Yamaha, invece, continua a muoversi in una fase di costruzione. Il nuovo corso tecnico legato alla YZR-M1 con motore V4 non ha ancora portato risultati di vertice, ma in Thailandia non sono mancati segnali utili. Fabio Quartararo e Alex Rins hanno comunque aperto la stagione andando a punti, mentre Toprak Razgatlioglu ha disputato un weekend molto solido con la Prima Pramac Yamaha MotoGP, restando vicino a piloti ben più esperti nonostante il contesto del tutto nuovo. Jack Miller ha invece alternato momenti di spinta ad altri più difficili, ma ha accumulato chilometri preziosi in un progetto che ha ancora bisogno di tempo. A Goiânia la priorità per Yamaha potrebbe non essere tanto il risultato immediato quanto la possibilità di sfruttare un contesto tecnico uguale per tutti per avvicinarsi ai primi.
Il ritorno del Motomondiale in Brasile si annuncia quindi come uno degli appuntamenti più affascinanti di questo avvio di stagione.
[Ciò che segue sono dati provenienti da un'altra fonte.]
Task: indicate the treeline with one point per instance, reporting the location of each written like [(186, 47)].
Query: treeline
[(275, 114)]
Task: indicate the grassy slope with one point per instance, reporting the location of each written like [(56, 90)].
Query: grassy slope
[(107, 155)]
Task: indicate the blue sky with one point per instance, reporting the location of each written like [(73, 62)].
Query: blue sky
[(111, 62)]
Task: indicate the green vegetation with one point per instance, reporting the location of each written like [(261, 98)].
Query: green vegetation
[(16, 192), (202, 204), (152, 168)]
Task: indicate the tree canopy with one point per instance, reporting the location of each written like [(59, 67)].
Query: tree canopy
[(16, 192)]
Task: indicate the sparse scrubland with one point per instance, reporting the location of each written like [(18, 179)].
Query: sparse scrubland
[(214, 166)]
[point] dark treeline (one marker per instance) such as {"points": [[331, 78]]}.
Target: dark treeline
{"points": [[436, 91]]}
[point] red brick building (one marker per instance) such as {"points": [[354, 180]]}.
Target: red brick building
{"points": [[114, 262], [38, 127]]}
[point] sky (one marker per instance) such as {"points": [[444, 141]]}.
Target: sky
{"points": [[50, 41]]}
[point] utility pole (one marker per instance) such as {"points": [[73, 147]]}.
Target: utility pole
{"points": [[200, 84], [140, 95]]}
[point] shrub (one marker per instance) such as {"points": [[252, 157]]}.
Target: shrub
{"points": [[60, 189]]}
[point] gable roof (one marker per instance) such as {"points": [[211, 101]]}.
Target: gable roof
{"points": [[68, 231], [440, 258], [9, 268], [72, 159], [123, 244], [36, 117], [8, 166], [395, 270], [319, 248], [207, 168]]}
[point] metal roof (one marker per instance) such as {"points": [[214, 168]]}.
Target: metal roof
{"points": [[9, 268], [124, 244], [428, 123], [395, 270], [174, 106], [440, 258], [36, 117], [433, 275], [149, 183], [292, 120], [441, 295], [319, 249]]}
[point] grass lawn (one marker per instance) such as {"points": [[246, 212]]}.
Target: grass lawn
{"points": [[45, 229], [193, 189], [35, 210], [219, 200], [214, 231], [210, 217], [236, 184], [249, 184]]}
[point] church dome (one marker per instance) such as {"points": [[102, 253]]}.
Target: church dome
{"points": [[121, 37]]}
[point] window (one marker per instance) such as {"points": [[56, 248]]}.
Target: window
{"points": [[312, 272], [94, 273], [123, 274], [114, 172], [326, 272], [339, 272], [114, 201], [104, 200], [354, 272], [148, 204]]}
Il weekend di Thailandia ha aperto scenari inattesi, con KTM al comando, Aprilia in piena ascesa, Ducati alla ricerca di risposte e gli altri costruttori impegnati a ridurre il gap. In un tracciato senza riferimenti recenti e con valori ancora fluidi, Goiânia potrebbe diventare il teatro di un altro capitolo imprevedibile di questo 2026 appena iniziato.